Catequese de Bento XVI: reflexão sobre o Credo
23/01/2013
Boletim da Santa Sé
(Tradução: Jéssica Marçal - equipe CN Notícias)
CATEQUESE
Sala Paulo VI
Quarta-feira,
23 de janeiro de 2013
Queridos irmãos e irmãs,gostaria de iniciar hoje a refletir convosco sobre o
Credo, isso é, sobre a solene profissão de fé que acompanha a nossa vida de
crentes. O Credo começa assim: "Eu creio em Deus". É uma afirmação
fundamental aparentemente simples na sua essencialidade, mas que abre ao
infinito mundo do relacionamento com o Senhor e com o seu mistério. Crer em
Deus implica adesão a Ele, acolhimento da sua Palavra e obediência alegre à sua
revelação. Como ensina o Catecismo da Igreja Católica, " a fé é um ato
pessoal: é a livre resposta do homem à iniciativa de Deus que se revela"

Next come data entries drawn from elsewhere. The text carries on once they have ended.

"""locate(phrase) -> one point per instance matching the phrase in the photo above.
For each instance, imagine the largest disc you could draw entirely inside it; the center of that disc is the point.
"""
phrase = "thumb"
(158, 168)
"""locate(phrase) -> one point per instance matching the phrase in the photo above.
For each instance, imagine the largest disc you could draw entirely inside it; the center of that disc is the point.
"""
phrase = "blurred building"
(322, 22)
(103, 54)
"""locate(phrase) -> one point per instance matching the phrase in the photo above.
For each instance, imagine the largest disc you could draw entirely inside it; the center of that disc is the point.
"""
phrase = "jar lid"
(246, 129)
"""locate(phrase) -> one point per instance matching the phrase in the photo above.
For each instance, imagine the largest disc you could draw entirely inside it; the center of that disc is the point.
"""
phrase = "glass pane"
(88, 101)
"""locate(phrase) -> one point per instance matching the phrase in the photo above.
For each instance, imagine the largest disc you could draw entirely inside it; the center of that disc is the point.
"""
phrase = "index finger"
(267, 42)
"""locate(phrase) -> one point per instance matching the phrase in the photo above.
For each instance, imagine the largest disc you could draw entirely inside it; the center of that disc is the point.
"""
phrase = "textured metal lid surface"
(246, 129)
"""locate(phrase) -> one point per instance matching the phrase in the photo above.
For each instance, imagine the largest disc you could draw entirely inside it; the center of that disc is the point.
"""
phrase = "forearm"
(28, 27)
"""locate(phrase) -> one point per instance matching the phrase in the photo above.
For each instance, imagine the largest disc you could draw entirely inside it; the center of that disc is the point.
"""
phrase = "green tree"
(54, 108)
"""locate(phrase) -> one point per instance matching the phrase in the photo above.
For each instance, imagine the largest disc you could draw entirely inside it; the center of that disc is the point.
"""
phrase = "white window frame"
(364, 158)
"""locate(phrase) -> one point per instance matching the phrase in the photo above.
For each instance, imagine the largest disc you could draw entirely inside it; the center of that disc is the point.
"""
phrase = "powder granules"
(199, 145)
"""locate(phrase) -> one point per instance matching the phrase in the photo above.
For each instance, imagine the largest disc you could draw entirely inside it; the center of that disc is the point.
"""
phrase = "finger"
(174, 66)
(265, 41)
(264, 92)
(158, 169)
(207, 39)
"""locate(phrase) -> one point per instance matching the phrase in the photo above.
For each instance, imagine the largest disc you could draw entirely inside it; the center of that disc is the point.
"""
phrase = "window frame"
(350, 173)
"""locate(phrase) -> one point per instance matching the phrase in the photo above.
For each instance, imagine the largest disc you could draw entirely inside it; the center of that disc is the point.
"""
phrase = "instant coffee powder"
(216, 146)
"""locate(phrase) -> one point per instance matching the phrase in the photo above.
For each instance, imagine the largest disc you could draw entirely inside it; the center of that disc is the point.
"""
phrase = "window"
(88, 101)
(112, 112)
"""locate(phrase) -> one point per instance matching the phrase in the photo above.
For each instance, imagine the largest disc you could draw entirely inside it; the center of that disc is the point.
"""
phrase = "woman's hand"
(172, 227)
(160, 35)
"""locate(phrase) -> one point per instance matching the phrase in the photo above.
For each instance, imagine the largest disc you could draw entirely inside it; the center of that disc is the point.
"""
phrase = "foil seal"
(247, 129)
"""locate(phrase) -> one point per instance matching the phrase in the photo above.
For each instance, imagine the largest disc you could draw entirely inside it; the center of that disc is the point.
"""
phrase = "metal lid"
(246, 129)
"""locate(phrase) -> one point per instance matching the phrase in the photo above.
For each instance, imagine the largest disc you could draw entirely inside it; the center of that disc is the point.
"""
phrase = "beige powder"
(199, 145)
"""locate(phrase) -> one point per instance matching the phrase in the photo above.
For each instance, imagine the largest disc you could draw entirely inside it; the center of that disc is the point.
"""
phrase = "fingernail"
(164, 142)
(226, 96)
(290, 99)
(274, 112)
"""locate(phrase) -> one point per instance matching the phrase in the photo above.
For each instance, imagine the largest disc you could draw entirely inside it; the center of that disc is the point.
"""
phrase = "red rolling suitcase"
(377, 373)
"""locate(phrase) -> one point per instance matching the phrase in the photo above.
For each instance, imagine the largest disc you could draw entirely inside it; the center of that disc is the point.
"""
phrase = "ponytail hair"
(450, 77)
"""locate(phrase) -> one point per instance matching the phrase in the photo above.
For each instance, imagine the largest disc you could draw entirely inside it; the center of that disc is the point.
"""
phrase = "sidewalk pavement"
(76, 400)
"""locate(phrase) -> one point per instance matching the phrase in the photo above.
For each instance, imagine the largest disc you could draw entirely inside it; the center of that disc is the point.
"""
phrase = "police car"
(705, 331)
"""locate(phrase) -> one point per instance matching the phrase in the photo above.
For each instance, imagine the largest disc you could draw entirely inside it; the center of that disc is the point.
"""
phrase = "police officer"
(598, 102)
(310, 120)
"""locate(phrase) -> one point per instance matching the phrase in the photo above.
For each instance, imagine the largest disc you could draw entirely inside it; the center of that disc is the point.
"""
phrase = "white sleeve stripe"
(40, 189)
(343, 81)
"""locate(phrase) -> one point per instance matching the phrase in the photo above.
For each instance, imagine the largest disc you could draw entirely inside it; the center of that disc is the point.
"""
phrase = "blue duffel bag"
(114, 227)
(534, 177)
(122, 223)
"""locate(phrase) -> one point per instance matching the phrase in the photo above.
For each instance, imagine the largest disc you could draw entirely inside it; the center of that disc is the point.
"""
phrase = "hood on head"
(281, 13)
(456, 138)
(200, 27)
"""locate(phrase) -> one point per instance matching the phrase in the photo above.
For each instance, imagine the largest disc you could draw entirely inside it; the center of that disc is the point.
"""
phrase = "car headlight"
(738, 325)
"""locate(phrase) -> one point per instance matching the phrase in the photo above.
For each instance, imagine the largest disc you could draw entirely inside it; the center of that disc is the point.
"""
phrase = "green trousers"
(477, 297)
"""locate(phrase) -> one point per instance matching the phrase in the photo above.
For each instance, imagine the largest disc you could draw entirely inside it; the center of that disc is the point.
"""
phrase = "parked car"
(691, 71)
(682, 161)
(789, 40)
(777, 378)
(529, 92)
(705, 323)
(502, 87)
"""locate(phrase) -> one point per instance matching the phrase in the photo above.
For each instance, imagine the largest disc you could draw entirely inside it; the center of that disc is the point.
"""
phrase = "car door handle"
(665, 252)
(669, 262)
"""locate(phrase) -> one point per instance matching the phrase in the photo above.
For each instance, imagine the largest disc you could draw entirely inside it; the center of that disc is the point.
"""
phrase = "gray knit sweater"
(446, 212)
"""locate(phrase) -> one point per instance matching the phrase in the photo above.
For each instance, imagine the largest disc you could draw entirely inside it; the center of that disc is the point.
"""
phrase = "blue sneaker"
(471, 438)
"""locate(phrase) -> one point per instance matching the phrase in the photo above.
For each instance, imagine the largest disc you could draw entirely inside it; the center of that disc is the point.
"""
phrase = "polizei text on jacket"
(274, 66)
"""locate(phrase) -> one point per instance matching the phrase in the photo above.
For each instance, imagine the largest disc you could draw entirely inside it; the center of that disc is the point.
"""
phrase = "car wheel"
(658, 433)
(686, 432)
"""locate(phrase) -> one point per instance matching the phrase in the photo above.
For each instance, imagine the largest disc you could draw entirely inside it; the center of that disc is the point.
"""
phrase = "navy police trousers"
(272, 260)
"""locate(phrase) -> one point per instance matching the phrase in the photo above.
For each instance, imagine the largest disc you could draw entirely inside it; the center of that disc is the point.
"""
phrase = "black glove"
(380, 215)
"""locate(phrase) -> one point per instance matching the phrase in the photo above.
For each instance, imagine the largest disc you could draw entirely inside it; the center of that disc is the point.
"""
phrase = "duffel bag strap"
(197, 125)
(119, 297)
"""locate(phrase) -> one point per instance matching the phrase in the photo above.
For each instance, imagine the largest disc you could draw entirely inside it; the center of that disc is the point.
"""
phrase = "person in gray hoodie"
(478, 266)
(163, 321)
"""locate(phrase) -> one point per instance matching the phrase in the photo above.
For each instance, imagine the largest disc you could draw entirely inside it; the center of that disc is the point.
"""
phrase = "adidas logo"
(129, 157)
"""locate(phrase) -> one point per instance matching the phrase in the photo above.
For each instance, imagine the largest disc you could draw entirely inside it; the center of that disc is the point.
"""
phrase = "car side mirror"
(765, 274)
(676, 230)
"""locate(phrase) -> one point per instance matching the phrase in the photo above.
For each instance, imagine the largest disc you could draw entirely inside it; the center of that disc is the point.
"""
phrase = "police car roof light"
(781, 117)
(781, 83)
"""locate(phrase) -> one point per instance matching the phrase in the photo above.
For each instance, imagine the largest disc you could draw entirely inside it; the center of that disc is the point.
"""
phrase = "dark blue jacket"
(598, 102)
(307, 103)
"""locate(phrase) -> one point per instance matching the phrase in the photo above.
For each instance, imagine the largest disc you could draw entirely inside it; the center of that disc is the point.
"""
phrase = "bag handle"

(n. 166). Poder dizer acreditar em Deus é também um dom - Deus se revela, vem
ao nosso encontro - e um empenho, é graça divina e responsabilidade humana, em
uma experiência de diálogo com Deus que, por amor, "fala aos homens como
aos amigos" (Dei Verbum, 2), fala a nós a fim de que, na fé e com a fé,
possamos entrar em comunhão com Ele.
Onde podemos escutar Deus e a sua Palavra? Fundamental é a Sagrada Escritura,
na qual a Palavra de Deus se faz escutável para nós e alimenta a nossa vida de
"amigos" de Deus. Toda a Bíblia narra o revelar-se de Deus à
humanidade; toda a Bíblia fala de fé e nos ensina a fé narrando uma história na
qual Deus leva adiante o seu projeto de redenção e se faz próximo a nós homens,
através de tantas luminosas figuras de pessoas que acreditam Nele e Nele
confiam, até a plenitude da revelação no Senhor Jesus.
Muito belo, a este respeito, é o capítulo 11 da Carta aos Hebreus, que
escutamos há pouco. Aqui se fala da fé e se colocam à luz grandes figuras
bíblicas que a viveram, transformando-se modelo para todos os crentes. Diz o
texto no primeiro versículo: "A fé é fundamento da esperança, é uma
certeza a respeito do que não se vê" (11, 1). Os olhos da fé são,
portanto, capazes de ver o invisível e o coração do crente pode esperar além de
toda a esperança, propriamente como Abraão, do qual Paulo diz na Carta aos
Romanos que “acreditou, esperando contra toda a esperança” (4,18).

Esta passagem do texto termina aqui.